- Born: 1956 (age 69–70) Brooklyn, New York, USA
- Education: Columbia University (BA, MFA)
- Occupation: Artist
- Website: https://ephraimrubenstein.com/

= Ephraim Rubenstein =

American painter

Ephraim Rubenstein (born 1956, Brooklyn, NY) is a noted American representational painter and teacher.

==Early life and training==
Rubenstein was born to Seth Rubenstein, a Brooklyn-based trusts and estates lawyer. His grandfather, E. Ivan Rubenstein, was a judge on the Brooklyn Supreme Court.

Rubenstein often credits his grandfather as one of his earliest artistic influences. Freedman was a commercial artist, and Rubenstein has written about how meaningful it was to watch him work in his studio as a child. The objects his grandfather left behind—especially those connected to wartime experiences—later became the basis for still-life paintings that explore memory, trauma, and family history.

Teaching has also played a big role in Rubenstein’s life. He taught at the University of Richmond for more than a decade, where he earned the Distinguished Educator Award and the Outstanding Faculty Award from the Commonwealth of Virginia. He has also taught at institutions like RISD, MICA, and the National Academy of Design. Today, he teaches drawing and artistic anatomy at the Art Students League of New York and leads drawing classes for first-year medical students in Columbia University’s Narrative Medicine program.

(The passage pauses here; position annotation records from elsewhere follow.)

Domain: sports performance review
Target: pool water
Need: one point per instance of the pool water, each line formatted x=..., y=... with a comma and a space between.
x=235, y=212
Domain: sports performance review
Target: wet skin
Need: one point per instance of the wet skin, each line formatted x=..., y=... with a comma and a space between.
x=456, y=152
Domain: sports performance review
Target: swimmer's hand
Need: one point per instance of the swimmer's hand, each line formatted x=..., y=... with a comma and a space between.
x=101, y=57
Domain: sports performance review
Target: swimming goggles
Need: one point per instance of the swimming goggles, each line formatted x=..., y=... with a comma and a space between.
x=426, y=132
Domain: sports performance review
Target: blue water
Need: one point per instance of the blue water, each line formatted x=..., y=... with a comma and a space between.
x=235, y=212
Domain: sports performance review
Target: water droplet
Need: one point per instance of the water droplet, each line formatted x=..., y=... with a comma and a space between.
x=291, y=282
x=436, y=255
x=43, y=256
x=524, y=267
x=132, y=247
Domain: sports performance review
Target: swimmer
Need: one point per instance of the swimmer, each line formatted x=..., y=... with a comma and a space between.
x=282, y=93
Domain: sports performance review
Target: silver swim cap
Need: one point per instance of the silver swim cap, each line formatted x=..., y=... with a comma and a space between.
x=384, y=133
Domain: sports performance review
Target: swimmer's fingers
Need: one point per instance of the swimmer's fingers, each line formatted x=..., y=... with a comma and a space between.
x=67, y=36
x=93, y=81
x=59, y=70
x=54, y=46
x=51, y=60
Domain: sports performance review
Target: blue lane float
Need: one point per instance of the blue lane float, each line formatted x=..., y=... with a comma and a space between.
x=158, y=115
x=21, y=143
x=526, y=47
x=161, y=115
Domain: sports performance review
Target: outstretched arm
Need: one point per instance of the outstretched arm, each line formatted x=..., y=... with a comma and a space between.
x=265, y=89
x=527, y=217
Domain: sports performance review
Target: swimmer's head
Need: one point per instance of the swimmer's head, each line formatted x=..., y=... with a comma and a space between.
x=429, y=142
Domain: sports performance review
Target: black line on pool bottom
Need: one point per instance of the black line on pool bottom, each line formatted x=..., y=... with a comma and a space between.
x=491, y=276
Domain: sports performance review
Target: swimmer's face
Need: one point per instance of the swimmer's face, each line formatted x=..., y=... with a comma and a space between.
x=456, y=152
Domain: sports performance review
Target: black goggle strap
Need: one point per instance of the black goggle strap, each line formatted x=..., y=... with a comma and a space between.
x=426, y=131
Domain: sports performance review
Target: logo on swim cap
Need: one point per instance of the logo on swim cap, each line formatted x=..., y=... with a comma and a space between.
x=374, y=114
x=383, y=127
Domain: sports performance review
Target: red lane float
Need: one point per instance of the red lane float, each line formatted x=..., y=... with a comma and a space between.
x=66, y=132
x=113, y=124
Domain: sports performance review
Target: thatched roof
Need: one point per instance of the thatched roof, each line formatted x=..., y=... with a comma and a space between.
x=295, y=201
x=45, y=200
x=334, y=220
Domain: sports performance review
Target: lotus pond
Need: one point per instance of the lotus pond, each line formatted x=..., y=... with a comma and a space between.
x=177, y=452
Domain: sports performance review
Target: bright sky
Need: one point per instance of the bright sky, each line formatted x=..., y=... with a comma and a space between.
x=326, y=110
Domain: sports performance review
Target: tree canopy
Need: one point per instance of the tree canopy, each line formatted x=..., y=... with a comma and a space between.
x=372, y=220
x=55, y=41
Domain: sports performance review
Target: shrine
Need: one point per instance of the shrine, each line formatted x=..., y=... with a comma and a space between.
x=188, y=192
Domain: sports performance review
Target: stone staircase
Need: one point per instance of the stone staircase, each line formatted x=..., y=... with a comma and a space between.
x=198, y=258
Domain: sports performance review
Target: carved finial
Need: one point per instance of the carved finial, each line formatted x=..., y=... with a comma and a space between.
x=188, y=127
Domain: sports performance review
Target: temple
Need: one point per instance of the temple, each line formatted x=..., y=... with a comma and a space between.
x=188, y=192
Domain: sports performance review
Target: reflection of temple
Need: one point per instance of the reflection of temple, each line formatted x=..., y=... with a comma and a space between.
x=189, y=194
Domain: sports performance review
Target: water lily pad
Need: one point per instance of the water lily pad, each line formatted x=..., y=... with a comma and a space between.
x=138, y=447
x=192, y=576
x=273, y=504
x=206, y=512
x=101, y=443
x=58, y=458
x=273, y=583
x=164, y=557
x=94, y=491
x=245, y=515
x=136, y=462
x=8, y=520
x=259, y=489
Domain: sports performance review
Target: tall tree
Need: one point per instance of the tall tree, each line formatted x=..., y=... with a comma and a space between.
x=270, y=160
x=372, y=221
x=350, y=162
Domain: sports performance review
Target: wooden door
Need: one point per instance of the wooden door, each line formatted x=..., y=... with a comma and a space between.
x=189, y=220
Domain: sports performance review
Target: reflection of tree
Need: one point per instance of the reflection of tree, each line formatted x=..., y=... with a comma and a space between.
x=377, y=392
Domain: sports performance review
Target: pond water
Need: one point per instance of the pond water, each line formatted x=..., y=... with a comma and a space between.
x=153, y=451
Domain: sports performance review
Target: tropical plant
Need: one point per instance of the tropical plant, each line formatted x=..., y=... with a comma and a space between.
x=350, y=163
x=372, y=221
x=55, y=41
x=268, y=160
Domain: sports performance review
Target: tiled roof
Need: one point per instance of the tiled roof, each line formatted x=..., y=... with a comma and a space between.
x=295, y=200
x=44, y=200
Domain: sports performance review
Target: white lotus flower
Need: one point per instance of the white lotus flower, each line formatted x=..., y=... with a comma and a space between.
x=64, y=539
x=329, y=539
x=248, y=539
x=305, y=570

Rubenstein began studying art privately in the painting group of David Levine and Aaron Shikler, as well as in the studio of Andrew Reiss. In 1977–78 he won a Brooklyn Arts and Cultural Association (BACA) high school scholarship to the Brooklyn Museum Art School, where he studied with Francis Cunningham. He graduated from Columbia University with a BA in Art History, in 1978, and from Columbia University School of the Arts with a MF.A. in Painting, in 1986. From 1987 to 1998, he taught as an Associate Professor of Art at the University of Richmond for more than a decade, where he received the "Distinguished Educator Award and the Outstanding Faculty Award" from the Commonwealth of Virginia, the Rhode Island School of Design and the Maryland Institute College of Art. He subsequently studied at the Art Students League of New York with Robert Beverly Hale and Francis Cunningham, and at the National Academy of Design school with Harvey Dinnerstein.

Rubenstein has received several honors throughout his career, including the Emil and Dines Carlsen Prize from the National Academy of Design. His work appears in major collections, most notably the Metropolitan Museum of Art, as well as in corporate art collections like Exxon and Deloitte & Touche. Some of his paintings have also been featured in the U.S. State Department’s Art in Embassies program, where they were shown in countries such as Turkey, Uzbekistan, and Indonesia.

From 1986 to 1997, he showed at Tibor de Nagy Gallery, where he had seven solo exhibitions. He exhibited subsequently at Tatistcheff & Co and George Billis Gallery in Chelsea. He has exhibited internationally, with numerous works exhibited as part of the US State Department's Art in Embassies Program. Rubenstein is a frequent contributor to American Artist, American Artist Drawing and The Artist's Magazine.

One major part of Rubenstein’s career is his long-running series of still-life paintings that revolve around books. He talks about books almost like they’re living objects, and he uses them to explore ideas about memory and personal identity. In pieces such as Self-Portrait with Books, which is in the Metropolitan Museum of Art, he arranges books in ways that mirror aspects of himself. He also paints books that are aged, burnt, or falling apart, using them as metaphors for history, loss, and the passage of time. Rubenstein's style of art is dynamic; always changing or progressing. Unlike an orthodox artist, he doesn't only work in oils, he also creates mixed-media drawings of architectural ruins and sacred spaces. He uses materials like pastel, ink, graphite, and wax-resist techniques to build up layered textures that capture the atmosphere of ancient buildings. He explains that he chooses his materials based on the emotional weight of each subject, which is why some pieces look loose and expressive while others are more detailed and structured.

Rubenstein has been an influential teacher. From 1987 to 1998, he taught at University of Richmond, then at the Rhode Island School of Design, the Maryland Institute College of Art, and the National Academy of Design School.

Today he teaches at the Art Students League of New York, and Columbia University, Department of Narrative Medicine.He also leads drawing classes for first-year medical students in Columbia University’s Narrative Medicine program.

He is represented by Maurine Littleton Gallery.

== Books ==
"Ephraim Rubenstein: Painting from Observation," in Art Students League of New York on painting: lessons and meditations on mediums, styles, and methods. Watson Guptill Publications. 2015. ISBN 9780385345439.

==Collections==
His painting, Self-portrait with Books, is in The Metropolitan Museum of Art.